Airman 1st Class Taylor N. Thompson, 22nd Civil Engineering Squadron fire protection apprentice, is currently serving as the first female firefighter to be assigned to McConnell Air Force Base in over 20 years. 

 

From a young age, the walls of a fire station have always felt like a second home to Thompson. Her passion for fire protection stems from her father, Jacob Thompson, who served as a firefighter for 24 years in their hometown of Monongah, West Virginia.

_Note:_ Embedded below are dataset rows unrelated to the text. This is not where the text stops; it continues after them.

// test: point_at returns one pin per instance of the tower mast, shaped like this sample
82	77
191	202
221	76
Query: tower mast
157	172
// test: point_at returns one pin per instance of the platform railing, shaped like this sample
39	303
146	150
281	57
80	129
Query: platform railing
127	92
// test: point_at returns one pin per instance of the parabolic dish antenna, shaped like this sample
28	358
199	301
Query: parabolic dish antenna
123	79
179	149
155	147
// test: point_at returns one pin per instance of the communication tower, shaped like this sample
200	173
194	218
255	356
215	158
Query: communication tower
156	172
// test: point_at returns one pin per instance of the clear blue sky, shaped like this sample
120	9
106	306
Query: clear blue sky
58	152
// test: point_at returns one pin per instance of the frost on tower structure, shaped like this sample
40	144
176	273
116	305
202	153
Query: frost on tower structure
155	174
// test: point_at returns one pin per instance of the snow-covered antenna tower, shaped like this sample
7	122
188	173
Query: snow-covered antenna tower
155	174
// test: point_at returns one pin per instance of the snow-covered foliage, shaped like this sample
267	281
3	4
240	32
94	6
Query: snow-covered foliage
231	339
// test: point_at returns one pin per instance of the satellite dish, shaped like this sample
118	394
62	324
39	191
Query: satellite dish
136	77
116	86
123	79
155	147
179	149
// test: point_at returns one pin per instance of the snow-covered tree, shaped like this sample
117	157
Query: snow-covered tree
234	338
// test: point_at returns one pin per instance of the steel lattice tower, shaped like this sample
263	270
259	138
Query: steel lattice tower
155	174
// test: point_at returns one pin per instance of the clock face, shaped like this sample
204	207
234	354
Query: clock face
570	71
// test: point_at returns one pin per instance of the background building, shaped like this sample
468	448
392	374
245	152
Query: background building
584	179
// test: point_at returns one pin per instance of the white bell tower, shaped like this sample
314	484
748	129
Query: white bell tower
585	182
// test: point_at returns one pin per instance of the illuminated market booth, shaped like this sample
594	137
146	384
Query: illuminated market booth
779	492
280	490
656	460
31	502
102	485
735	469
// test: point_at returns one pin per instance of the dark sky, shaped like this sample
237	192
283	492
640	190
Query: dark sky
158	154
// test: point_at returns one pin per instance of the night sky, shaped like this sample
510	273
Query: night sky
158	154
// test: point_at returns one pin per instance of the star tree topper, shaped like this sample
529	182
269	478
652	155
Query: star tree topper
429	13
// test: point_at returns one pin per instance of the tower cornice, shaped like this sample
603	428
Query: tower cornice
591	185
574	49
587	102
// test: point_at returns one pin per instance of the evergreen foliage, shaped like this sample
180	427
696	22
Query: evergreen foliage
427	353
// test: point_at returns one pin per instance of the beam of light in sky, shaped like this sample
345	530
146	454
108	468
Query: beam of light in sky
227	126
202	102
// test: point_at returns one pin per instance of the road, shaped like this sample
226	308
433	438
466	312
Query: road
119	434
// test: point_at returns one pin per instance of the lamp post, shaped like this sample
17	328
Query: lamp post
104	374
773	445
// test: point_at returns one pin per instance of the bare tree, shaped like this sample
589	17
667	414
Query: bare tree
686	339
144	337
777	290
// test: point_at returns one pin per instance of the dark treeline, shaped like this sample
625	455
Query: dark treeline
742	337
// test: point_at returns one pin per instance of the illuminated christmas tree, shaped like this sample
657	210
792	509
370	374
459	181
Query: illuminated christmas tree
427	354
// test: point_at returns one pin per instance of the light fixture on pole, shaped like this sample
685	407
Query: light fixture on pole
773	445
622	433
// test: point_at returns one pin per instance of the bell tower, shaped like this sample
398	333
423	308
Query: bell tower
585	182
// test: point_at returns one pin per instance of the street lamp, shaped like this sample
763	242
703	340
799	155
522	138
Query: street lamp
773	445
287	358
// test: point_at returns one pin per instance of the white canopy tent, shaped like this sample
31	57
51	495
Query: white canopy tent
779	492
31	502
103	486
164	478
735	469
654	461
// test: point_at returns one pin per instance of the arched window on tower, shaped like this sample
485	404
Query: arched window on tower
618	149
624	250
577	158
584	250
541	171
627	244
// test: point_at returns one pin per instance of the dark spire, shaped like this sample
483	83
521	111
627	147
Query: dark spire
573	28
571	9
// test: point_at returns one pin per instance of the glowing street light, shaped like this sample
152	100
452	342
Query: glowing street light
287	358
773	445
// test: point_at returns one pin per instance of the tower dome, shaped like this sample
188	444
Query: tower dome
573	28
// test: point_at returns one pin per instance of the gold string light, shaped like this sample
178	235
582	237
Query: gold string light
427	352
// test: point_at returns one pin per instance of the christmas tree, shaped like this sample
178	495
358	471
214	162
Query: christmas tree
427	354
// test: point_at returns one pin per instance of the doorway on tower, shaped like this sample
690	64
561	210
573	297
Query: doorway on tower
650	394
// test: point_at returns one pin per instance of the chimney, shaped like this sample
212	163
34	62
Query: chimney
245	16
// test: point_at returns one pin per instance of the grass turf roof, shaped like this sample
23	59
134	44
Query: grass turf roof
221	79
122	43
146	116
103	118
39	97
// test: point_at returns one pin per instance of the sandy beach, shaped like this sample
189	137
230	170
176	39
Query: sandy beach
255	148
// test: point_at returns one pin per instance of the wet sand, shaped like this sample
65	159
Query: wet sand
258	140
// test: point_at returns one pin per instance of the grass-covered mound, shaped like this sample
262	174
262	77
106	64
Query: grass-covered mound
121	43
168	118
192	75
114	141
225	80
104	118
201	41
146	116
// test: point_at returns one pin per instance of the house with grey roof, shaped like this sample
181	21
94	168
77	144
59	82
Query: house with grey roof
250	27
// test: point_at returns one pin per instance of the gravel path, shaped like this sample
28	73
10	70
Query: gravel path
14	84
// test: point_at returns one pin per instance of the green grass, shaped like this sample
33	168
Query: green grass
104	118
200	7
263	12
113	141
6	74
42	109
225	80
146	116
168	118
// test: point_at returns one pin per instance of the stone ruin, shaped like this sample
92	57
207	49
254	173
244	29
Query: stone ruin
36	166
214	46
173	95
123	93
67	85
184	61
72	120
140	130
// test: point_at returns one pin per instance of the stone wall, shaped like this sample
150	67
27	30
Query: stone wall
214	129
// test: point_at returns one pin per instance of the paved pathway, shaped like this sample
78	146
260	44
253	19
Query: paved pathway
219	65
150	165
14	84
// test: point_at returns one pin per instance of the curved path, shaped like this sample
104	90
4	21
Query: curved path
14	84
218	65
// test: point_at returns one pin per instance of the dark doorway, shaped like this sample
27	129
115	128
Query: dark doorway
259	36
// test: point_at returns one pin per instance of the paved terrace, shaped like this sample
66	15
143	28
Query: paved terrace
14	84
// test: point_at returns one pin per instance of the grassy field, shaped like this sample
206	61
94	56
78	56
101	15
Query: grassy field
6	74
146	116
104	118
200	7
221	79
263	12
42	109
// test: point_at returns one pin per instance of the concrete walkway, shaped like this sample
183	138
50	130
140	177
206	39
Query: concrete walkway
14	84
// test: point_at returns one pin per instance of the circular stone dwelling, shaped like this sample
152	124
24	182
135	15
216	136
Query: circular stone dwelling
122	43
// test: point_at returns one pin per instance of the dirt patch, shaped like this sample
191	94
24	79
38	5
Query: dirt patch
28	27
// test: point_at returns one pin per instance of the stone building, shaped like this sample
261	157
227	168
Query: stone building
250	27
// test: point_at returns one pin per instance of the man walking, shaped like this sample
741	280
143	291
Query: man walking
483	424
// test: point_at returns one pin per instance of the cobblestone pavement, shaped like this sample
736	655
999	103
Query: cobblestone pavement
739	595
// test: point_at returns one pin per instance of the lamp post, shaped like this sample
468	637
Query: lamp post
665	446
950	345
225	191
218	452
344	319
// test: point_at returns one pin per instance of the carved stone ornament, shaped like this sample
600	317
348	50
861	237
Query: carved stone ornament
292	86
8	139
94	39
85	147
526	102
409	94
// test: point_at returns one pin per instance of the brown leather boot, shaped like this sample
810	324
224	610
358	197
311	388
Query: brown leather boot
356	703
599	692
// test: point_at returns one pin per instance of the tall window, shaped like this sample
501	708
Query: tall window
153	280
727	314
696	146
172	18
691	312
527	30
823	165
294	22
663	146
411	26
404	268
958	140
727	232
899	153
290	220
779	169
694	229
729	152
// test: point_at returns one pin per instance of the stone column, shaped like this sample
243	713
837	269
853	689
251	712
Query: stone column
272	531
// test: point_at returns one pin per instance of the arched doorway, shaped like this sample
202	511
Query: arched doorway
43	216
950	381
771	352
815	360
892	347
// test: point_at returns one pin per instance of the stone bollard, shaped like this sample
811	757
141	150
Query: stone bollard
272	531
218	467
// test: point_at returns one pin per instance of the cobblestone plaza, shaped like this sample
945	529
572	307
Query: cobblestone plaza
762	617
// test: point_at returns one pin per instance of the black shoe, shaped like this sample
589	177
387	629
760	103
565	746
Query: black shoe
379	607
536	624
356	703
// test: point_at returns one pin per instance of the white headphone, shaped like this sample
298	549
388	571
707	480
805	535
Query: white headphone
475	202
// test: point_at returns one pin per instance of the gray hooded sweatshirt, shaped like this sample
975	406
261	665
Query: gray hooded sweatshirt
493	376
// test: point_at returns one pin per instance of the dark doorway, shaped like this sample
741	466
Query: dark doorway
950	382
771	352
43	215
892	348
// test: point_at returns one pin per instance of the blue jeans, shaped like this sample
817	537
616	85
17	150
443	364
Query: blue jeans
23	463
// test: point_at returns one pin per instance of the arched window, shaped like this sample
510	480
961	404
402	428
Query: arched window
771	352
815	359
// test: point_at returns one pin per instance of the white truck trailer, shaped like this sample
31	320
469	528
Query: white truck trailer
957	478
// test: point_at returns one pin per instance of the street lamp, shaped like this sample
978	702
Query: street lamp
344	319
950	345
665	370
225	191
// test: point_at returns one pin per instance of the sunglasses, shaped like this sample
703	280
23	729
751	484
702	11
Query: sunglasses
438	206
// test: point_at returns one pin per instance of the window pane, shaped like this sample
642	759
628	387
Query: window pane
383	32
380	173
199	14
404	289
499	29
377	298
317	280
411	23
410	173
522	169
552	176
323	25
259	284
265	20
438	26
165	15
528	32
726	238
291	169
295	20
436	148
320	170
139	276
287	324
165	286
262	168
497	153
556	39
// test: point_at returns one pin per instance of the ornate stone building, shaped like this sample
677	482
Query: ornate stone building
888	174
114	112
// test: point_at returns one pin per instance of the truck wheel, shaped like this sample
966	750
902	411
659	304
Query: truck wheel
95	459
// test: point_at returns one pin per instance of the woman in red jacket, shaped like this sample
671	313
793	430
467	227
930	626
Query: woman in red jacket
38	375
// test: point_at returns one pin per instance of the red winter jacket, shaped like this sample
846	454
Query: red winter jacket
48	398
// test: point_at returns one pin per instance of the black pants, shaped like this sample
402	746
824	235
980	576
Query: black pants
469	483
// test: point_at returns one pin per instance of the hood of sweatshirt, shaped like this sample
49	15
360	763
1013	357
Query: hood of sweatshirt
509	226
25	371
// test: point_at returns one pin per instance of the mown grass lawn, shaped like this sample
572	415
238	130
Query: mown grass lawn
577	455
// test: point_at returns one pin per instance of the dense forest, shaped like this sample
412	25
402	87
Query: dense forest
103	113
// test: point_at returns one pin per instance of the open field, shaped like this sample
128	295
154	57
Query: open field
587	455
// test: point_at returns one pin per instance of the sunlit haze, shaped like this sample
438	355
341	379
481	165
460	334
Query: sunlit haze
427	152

“I would always put my dad’s gear on, walk around and sit in the trucks,” said Thompson. 

 

Prior to her enlistment, Thompson served as a volunteer firefighter for two years in West Virginia. Now, as a fourth-generation firefighter herself, Thompson has quickly proven to be an asset to her team.  

 

“Right now she hasn’t skipped a beat,” said Edward Sanchez, 22nd Civil Engineering Squadron chief of fire protection. “She’s on top and on target. [Thompson’s] coming in and knocking out her training.”

 

As a new Airman in the station, the daily pressures can be difficult to manage without the right team behind you. Thompson gives credit to her fellow firefighters for not only their unwavering support, but respect as well. 

 

“They don’t see me as female in the fire station,” said Thompson. “They see me as another firefighter.”

 

Since arriving at McConnell, the opportunity to focus on her training has helped Thompson develop her skills as a firefighter. From the moment a call is made to the station, firefighters have exactly one minute to fully don their gear and be on the truck. A firefighter’s ability to quickly react can be the difference between life and death.

 

“You have people’s lives in your hands,” said Thompson. “That’s stressful.”

 

The team at Station 1 trains daily with the intention of having their skills become second nature in the event of an emergency. Each day involves classroom technical training followed by an outdoor objective.

 

While the days may be long and the training can be challenging, Thompson faces each day with one idea in mind: to make her father proud. 

 

“Before I do anything [I think]: Gotta make my dad proud. Can’t let him down,” said Thompson. 

 

Under the guidance of her fellow firefighters and the support of her leadership, Thompson plans to continue to work hard during her time at McConnell and aims to one day become a lieutenant in the fire station, just like her father. She hopes to inspire other women in the Air Force and lead by example throughout her military career.

 

“I'm going to dedicate my life to it,” said Thompson. “This is the only career I want. I don’t ever want to do anything else.”